Były poseł został oskarżony o wyłudzenia. Jako pełnomocnik firmy sprzedającej meble - miał oszukać pracowników banków i klientów.
Część osób zgodziła się wziąć na siebie kredyty, chociaż nie dostała ani pieniędzy ani mebli, ale były też osoby, które musiały spłacać kredyty, których nigdy nie zaciągnęły. Według prokuratury, kwota wyłudzeń w tej sprawie to prawie 88 tysięcy złotych.
Oskarżony nie przyznaje się do winy. Jego proces trwa już ponad pięć lat. Postępowanie mogłoby się już zakończyć, gdyby nie to, że oskarżony przestał przychodzić do sądu przedstawiając zwolnienia lekarskie.
Pojawiły się wątpliwości, czy były poseł faktycznie choruje, bo prokuratura złapała go na tym, że na zwolnieniu lekarskim pojechał na wakacje do Turcji. W tym czasie była wyznaczona kolejna rozprawa.

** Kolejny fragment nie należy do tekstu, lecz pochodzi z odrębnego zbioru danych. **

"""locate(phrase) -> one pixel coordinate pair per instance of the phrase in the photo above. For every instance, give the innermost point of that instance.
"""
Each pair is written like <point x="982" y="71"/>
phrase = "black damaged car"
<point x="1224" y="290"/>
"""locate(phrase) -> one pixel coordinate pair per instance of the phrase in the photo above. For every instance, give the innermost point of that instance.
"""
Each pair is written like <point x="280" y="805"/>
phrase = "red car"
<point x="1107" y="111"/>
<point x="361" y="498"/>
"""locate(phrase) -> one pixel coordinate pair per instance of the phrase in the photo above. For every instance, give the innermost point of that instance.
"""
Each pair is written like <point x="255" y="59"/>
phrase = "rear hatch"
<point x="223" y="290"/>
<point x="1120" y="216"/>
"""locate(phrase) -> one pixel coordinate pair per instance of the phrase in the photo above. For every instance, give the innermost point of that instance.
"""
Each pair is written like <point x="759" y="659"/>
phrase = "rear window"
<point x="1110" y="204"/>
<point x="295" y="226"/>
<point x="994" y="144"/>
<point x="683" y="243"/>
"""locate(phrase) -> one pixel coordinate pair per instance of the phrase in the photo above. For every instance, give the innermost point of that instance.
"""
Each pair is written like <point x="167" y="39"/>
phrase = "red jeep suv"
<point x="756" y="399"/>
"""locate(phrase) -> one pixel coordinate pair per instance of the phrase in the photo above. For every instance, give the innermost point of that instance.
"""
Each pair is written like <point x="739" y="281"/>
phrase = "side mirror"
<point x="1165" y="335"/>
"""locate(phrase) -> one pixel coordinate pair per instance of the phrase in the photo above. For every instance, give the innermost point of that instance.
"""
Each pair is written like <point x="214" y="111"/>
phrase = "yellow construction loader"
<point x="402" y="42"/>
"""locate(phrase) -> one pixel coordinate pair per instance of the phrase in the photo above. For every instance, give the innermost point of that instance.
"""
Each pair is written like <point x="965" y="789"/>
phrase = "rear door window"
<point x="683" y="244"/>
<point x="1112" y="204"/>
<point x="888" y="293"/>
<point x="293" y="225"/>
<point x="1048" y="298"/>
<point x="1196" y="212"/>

Prokurator złożyła wniosek o aresztowanie oskarżonego, ale sąd się na to nie zgodził. Zdecydował natomiast o przebadaniu oskarżonego przez biegłych. Na razie do sądu wpłynęła opinia z Zakładu Medycyny Sądowej, z której wynika, że gdy nie dochodzi u oskarżonego do zaostrzeń choroby, może uczestniczyć w rozprawach. Teraz Tomasza G. czekają jeszcze badania psychiatryczne.